O Dossiê que temos a satisfação de apresentar ao olhar crítico dos leitores da Revista História: Questões & Debates, reafirma nossas convicções sobre as exigências que a história nos impõe em não permitir apagamentos, silenciamentos, ocultações e censuras em face de experiências traumáticas que afetaram (e afetam) o cotidiano do Brasil e da América Latina. Elaborar o traumático por meio de um trabalho de memória, como destacou Elizabeth Jelin (2002), implica colocar uma distância entre o passado e o presente. Mas esta distância implica igualmente em não recusar as interações dinâmicas e as contínuas reapropriações que marcam as temporalidades históricas. Significa, ao contrário, recordar que algo ocorreu, e ao mesmo tempo, reconhecer a vida presente e os projetos futuros. Levando em consideração as circunstâncias políticas passadas e presentes que repercutem no modo pelo qual as nossas sociedades produzem suas representações; preocupados com os processos históricos que maximizam as situações de vulnerabilidade de grupos sociais e comunidades, e atentos à lição de Jelin, nossa crença é que são cada vez mais urgentes as reflexões que congregam o binômio “direitos humanos” e “memória”. Quer nos parecer, portanto, que tal urgência está plenamente contemplada no conjunto dos artigos que compõem este Dossiê.
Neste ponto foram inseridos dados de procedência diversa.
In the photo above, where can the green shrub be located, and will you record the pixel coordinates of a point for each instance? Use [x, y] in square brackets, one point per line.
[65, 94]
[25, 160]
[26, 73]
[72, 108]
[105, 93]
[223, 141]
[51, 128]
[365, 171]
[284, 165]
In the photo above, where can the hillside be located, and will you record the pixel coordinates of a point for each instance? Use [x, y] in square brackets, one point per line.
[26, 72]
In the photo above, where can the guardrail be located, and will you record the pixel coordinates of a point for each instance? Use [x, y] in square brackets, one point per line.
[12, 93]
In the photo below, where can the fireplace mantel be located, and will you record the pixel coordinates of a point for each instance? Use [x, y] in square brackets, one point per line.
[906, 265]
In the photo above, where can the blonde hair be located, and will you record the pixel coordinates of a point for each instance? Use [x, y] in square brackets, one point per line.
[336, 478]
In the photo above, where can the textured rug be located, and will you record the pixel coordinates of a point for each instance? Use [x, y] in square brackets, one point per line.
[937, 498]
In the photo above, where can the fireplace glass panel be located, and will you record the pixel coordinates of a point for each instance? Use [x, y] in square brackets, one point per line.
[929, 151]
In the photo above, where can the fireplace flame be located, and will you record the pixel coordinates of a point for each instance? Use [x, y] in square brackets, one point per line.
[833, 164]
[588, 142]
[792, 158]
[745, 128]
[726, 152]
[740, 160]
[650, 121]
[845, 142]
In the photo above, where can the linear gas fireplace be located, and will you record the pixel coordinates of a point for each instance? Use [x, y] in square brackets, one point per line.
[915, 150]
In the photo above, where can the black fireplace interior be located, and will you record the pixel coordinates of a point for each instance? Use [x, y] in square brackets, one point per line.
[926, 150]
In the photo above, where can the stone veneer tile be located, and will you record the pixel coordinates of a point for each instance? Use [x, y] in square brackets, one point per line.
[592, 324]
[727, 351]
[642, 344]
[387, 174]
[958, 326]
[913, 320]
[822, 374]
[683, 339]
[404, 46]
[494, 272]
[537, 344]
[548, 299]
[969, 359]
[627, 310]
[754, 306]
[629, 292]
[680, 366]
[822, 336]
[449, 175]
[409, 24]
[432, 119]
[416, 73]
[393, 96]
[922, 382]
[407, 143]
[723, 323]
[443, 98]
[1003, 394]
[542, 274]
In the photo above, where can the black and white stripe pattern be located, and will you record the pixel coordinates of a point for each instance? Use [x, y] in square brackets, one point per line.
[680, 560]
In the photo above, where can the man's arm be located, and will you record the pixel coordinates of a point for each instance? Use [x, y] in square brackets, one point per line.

Um Dossiê tecido por narrativas plurais; construído pelas vozes da persistência, e, sobretudo, concebido pela coragem de não tangenciar ou se omitir diante da responsabilidade de enfrentarmos um duplo desafio: educativo e político.

É imperativo destacar dois aspectos. Primeiro, o potencial crítico e analítico alicerçado sob o binômio “direitos humanos” e “memória” e em seus desdobramentos temáticos possíveis, é o que temos nos empenhado em desenvolver no âmbito de uma rede de investigadores brasileiros e de outros países que, afortunadamente, tem se ampliado nos últimos anos, justamente, a partir de interesses comuns de pesquisa e pelo intenso grau de similitudes entre seus objetos de estudo. Destarte, os debates gerados no Grupo de Pesquisas DIHPOM (Direitos Humanos e Políticas de Memória), sob coordenação da pesquisadora e professora Marion Brepohl, têm auspiciado uma série de publicações e encontros científicos que contribuem para refinar e reformular as percepções sobre o mundo no qual atuamos. Em segundo lugar, reforçamos como estatuto epistemológico de nossas práticas, a opção por uma vertente profundamente crítica tanto em relação ao uso instrumental e etnocêntrico da noção de direitos humanos; quanto aos modismos que inflacionam e despolitizam o conceito multiforme de memória. É sob tal orientação que se organizam os nove artigos oferecidos ao leitor pelo Dossiê “Direitos Humanos e Políticas de Memória”.

No artigo que abre o Dossiê, de título “Desafios para a história nas encruzilhadas da memória: entre traumas e tabus”, Marcos Napolitano enfoca as categorias de trauma e tabu vinculando-as à análise dos processos de memorização e suas conexões com o conhecimento histórico, sobretudo, na apreensão dos períodos marcados por violências extremas. O autor constrói uma reflexão em que visualiza o “trauma” como categoria recorrentemente apropriada pelo campo de saberes historiográficos; enquanto o “tabu” é identificado como uma espécie de negação produzida pelos perpetradores das violências e seus herdeiros. Ambos são mobilizados para analisar e compreender as mutações na memória hegemônica da ditadura militar brasileira.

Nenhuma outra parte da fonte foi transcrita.